By Brazilian standards, São Paulo is a hair’s breadth away—or rather a cheap 90-minute flight—from Florianópolis. But around 4 p.m., on our last beach day at Praia da Armação, I realized it wasn’t going to be an easy trip.
There was no point in keeping Mark’s bodyboard, so before walking back to the car, we suggested him to give it to another kid. He agreed and bravely offered it to a young Brazilian girl who had lent him a shovel a few hours earlier. He was happy to do so, but then I noticed he had tears in his eyes—grownup tears, not “I’m having a meltdown” tears.
“What if I forget I had this board?”
“You have memories, and I have pictures of you catching several waves.”
“It’s okay to be sad. Last days are always bittersweet. What could cheer you up?”
“Nothing in the entire world.”
We played him Don’t dream it’s over and Don’t you cry, then he realized it was still early enough to check out the shark-themed playground at the mall, and life was worth living again.
Still, a there was some saudade in the air. This Portuguese word perfectly describes the kind of melancholia you may feel when you’re both happy about the experiences you enjoyed and sad because it’s the end.
I have a weird fear of things ending. Last days or moments of anything always make me want to cry. Hell, sometimes I don’t read the last couple of pages of books I enjoyed so that technically the story doesn’t end. This year, for the first time ever, Mark was fully aware that something was ending, so we were both sad.
It would have been great to rip off the Band-Aid and get to São Paulo fast but there were so many steps—returning the rental car, taking the shuttle to Floripa airport (yep, the new one), flying, landing in São Paulo’s busy Guarulhos airport, taking a taxi to Paulista, etc.—that we left at 10 a.m. and only arrived at 4:30 p.m. under a torrential downpour, the kind that’s on TV because the city was flooded. Never trust a city with so many people selling umbrellas. I mean, even malls offer free lockers for your must-have accessory—it’s a rainy city, period.
By the time we checked in at the hotel it felt that we had stepped into a parallel universe. Were we at the beach just 24 hours earlier? Possibly.
The change of atmosphere was brutal, from quiet, sunny and outdoorsy Floripa to grungy, crowded and rainy São Paulo. Mark was whiny, Feng was exhausted and I caught a cold.

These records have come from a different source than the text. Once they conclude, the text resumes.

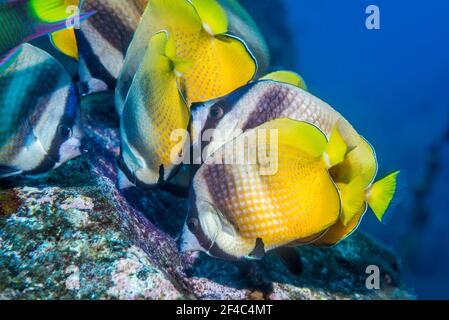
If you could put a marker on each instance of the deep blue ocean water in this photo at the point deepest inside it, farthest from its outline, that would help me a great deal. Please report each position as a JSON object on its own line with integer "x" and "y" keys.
{"x": 392, "y": 84}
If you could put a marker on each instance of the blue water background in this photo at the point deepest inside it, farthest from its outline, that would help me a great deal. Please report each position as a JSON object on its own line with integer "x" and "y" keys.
{"x": 392, "y": 84}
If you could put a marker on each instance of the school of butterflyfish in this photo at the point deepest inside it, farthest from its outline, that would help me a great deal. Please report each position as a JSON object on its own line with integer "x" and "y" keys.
{"x": 194, "y": 66}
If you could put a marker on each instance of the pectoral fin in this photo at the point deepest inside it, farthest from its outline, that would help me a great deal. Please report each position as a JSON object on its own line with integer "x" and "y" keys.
{"x": 300, "y": 135}
{"x": 288, "y": 77}
{"x": 336, "y": 149}
{"x": 6, "y": 172}
{"x": 212, "y": 15}
{"x": 258, "y": 251}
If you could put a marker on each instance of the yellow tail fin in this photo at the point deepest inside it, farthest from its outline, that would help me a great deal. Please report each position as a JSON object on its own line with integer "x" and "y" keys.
{"x": 65, "y": 41}
{"x": 352, "y": 198}
{"x": 52, "y": 10}
{"x": 381, "y": 193}
{"x": 336, "y": 149}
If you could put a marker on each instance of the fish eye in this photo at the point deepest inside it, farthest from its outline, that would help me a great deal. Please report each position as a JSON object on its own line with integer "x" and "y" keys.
{"x": 216, "y": 112}
{"x": 193, "y": 224}
{"x": 65, "y": 131}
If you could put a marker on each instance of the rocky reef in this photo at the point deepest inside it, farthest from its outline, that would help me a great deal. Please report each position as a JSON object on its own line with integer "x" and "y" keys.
{"x": 73, "y": 235}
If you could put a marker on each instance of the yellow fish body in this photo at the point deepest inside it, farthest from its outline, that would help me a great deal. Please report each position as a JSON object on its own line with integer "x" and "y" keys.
{"x": 207, "y": 63}
{"x": 219, "y": 62}
{"x": 104, "y": 40}
{"x": 236, "y": 211}
{"x": 266, "y": 100}
{"x": 153, "y": 110}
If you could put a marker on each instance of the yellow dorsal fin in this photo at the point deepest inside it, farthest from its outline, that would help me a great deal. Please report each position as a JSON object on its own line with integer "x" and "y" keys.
{"x": 336, "y": 149}
{"x": 381, "y": 193}
{"x": 65, "y": 41}
{"x": 52, "y": 10}
{"x": 299, "y": 134}
{"x": 289, "y": 77}
{"x": 212, "y": 15}
{"x": 352, "y": 198}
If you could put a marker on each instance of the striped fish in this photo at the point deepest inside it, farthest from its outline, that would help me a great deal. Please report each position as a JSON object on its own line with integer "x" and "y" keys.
{"x": 216, "y": 37}
{"x": 104, "y": 39}
{"x": 266, "y": 100}
{"x": 242, "y": 210}
{"x": 39, "y": 108}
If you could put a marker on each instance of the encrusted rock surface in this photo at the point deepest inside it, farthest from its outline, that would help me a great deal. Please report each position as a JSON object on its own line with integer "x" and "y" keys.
{"x": 73, "y": 235}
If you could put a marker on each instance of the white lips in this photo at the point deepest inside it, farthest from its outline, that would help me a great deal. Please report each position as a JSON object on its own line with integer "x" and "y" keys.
{"x": 189, "y": 242}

I like São Paulo. Sure, it wasn’t love at first sight, but it’s a fun megalopolis to explore. Getting lost between the thousands of towers of this urban jungle and being just one more human being surrounded by so many people living so many different lives is a unique experience.

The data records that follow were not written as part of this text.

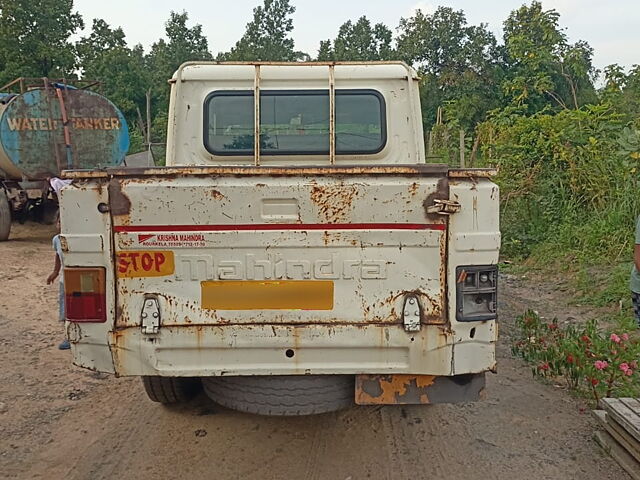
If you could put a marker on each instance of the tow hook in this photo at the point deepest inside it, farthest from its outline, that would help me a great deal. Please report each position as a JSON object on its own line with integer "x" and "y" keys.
{"x": 444, "y": 207}
{"x": 411, "y": 314}
{"x": 150, "y": 316}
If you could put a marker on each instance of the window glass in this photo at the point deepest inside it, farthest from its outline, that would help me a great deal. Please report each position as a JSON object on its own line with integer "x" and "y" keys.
{"x": 295, "y": 122}
{"x": 229, "y": 126}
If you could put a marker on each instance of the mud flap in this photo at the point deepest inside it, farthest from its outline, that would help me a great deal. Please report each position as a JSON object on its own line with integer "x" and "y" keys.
{"x": 418, "y": 389}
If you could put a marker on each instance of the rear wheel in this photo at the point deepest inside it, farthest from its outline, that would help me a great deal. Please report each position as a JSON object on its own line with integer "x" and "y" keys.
{"x": 170, "y": 390}
{"x": 5, "y": 216}
{"x": 282, "y": 395}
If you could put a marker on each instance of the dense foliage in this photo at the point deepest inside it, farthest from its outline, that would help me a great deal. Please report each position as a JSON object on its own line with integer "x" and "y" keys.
{"x": 567, "y": 151}
{"x": 593, "y": 361}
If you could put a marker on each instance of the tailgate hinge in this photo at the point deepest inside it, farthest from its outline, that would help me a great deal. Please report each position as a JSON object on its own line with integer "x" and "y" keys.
{"x": 150, "y": 316}
{"x": 411, "y": 317}
{"x": 444, "y": 207}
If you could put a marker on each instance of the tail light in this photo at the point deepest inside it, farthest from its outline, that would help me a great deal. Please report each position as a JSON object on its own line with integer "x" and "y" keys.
{"x": 476, "y": 293}
{"x": 84, "y": 295}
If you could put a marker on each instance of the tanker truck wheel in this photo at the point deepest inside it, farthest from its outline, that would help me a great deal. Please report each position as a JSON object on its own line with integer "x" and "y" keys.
{"x": 5, "y": 216}
{"x": 283, "y": 395}
{"x": 170, "y": 390}
{"x": 49, "y": 212}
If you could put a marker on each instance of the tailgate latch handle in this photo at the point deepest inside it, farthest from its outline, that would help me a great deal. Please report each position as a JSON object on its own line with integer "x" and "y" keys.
{"x": 444, "y": 207}
{"x": 411, "y": 316}
{"x": 150, "y": 316}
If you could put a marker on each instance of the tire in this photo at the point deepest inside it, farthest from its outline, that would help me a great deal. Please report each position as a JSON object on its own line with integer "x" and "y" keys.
{"x": 49, "y": 212}
{"x": 5, "y": 216}
{"x": 282, "y": 395}
{"x": 171, "y": 390}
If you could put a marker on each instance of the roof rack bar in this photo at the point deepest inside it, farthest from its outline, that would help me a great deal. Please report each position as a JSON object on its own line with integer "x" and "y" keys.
{"x": 332, "y": 114}
{"x": 256, "y": 123}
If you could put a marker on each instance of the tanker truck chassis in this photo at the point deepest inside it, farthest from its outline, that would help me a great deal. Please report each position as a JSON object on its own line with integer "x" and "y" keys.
{"x": 47, "y": 126}
{"x": 22, "y": 201}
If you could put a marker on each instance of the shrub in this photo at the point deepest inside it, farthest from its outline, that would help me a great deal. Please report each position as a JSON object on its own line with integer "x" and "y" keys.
{"x": 592, "y": 361}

However, I like it best when I don’t have a 40⁰C fever, and São Paulo looked vaguely threatening under the periodic torrential downpour. I was also attempting to shop and get around in the middle of rush hour in a city of 12.18 million, which didn’t help.
We did our best. We carried our umbrellas everywhere—obviously, never rained much when we had them, poured whenever we would forget them. I tried to slow down a bit to get better, but I don’t do “slowing down” well. We attempted to dress warmer because it was unusually “cold,” like 18⁰C at night.
There’s always a faint party atmosphere in São Paulo, but it wasn’t my vibe—too much beer and fried snack, too many edgy people. I felt like an outsider.
The past three days have been weird, almost out of character for Brazil—cool, rainy, us being tired, sick and anxious.
It was the end of a trip for Feng and Mark.
It’s the beginning of another one for me.